Lincoln Secco descreve Caio Prado Júnior como um historiador comunista, e não como um comunista historiador — e isso apesar do próprio intelectual por vezes ter achado o contrário. “Sua obra visava responder a problemas políticos de seu tempo”, explica. Por isso, divergiu das teses pecebistas em alguns momentos. Nestas ocasiões, claro, foi duramente criticado por seus camaradas. Chegaram a dizer que Caio Prado Júnior se considerava mais conhecedor da dialética que o próprio Friedrich Engels, parceiro de Karl Marx em obras como O Manifesto Comunista e A ideologia Alemã. E também que era um dos grandes representantes do revisionismo no Brasil, doutrina frequentemente ligada à releitura do marxismo em prol da social-democracia.
“É difícil entender por quê Caio Prado Júnior permaneceu tanto tempo no Partido, e também por quê nunca se levou adiante a ideia de exclui-lo. Apesar das divergências, ele chegou até mesmo a sair candidato a deputado pelo PCB”, problematiza Lincoln Secco.
Militar vermelho
Nelson Werneck Sodré também teve uma relação conturbada com o comunismo, principalmente por causa de sua formação política, forjada nas entranhas do Exército. Como muitos jovens de sua geração nascidos no seio das classes médias, o intelectual via na academia militar uma possibilidade de ascender socialmente. Mas seu ingresso nas Forças Armadas se deu numa época de transformação ideológica dos castrenses brasileiros por influência de dois movimentos políticos dentro e fora do país.
Nacionalmente, havia a herança do tenentismo, uma série de rebeliões empreendida na década de 1920 por jovens oficiais de baixa e média patente descontentes com a situação política do Brasil. Entre outras coisas, pediam reformas na estrutura de poder do Estado, o fim do voto de cabresto, a instituição do voto secreto e a reforma na educação pública. No plano internacional, houve a Revolução Russa de 1917. Além de ter abalado o mundo, como sugere o livro de John Reed, a ascensão dos bolcheviques ao poder em Moscou impactou fortemente setores inteiros das Forças Armadas.
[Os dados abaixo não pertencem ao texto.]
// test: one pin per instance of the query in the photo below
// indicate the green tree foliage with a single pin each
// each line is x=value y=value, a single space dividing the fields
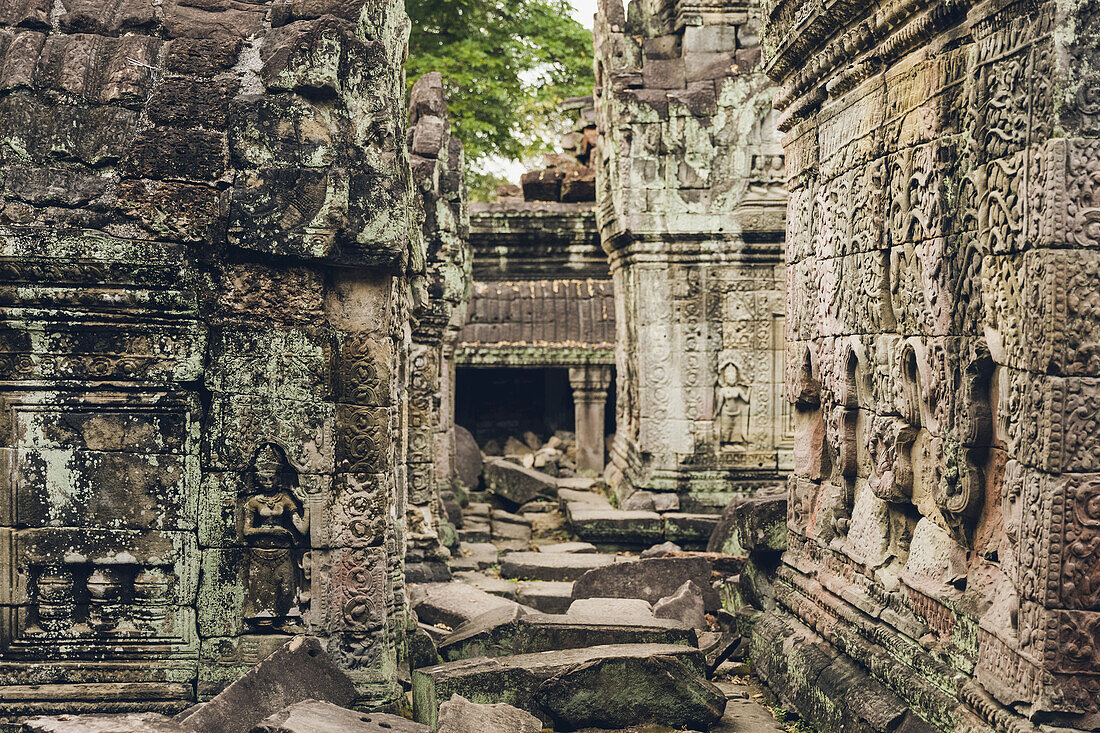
x=507 y=64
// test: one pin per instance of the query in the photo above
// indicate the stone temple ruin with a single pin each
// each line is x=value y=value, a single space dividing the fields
x=816 y=282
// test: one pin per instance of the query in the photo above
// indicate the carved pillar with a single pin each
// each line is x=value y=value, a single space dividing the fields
x=691 y=216
x=590 y=396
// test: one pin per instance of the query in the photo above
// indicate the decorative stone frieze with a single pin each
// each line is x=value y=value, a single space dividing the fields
x=207 y=250
x=941 y=357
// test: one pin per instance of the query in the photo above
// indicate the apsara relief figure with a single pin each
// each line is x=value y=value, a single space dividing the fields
x=732 y=405
x=275 y=523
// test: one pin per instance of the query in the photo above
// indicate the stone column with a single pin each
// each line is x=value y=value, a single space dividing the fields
x=590 y=395
x=691 y=201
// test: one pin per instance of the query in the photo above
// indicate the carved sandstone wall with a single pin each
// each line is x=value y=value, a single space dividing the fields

“Nessa época, o Exército era um palco de debates”, afirma Paulo Cunha, pesquisador da Universidade Estadual Paulista (Unesp) em Marília, no interior de São Paulo. “Nelson Werneck Sodré tinha ideias marxistas e nacionalistas. Já era intelectual antes de ingressar nas filas militares, e também foi influenciado por autores conservadores, como Oliveira Viana.”
Antes de fazer a opção pelo comunismo, Sodré já sabia que assumir posições esquerdistas dentro das Forças Armadas significava criar dificuldades para a própia carreira. Paulo Cunha explica que muitos oficiais comunistas acabaram tendo as promoções abortadas. Quando conseguiam subir na hierarquia, normalmente era por antiguidade. Nelson Werneck Sodré chegou à patente de general-de-brigada quando finalmente entrou para a reserva, em 1961. Ao longo da vida, publicou 56 livros e escreveu mais de 3 mil artigos. Sua trajetória foi marcada por duas dimensões: a atividade militar e a militância intelectual, que dialogavam por meio da política.
“Sodré pensava o Exército como instrumento de transformação social”, explica o pesquisador da Unesp, ressaltando que, antes do golpe militar de 1964, o Exército tinha uma tradição democrática — que, por outro lado, não existia na Marinha. O próprio tenentismo era prova disso. “O pensamento de Nelson Werneck se identificava com essa vocação.”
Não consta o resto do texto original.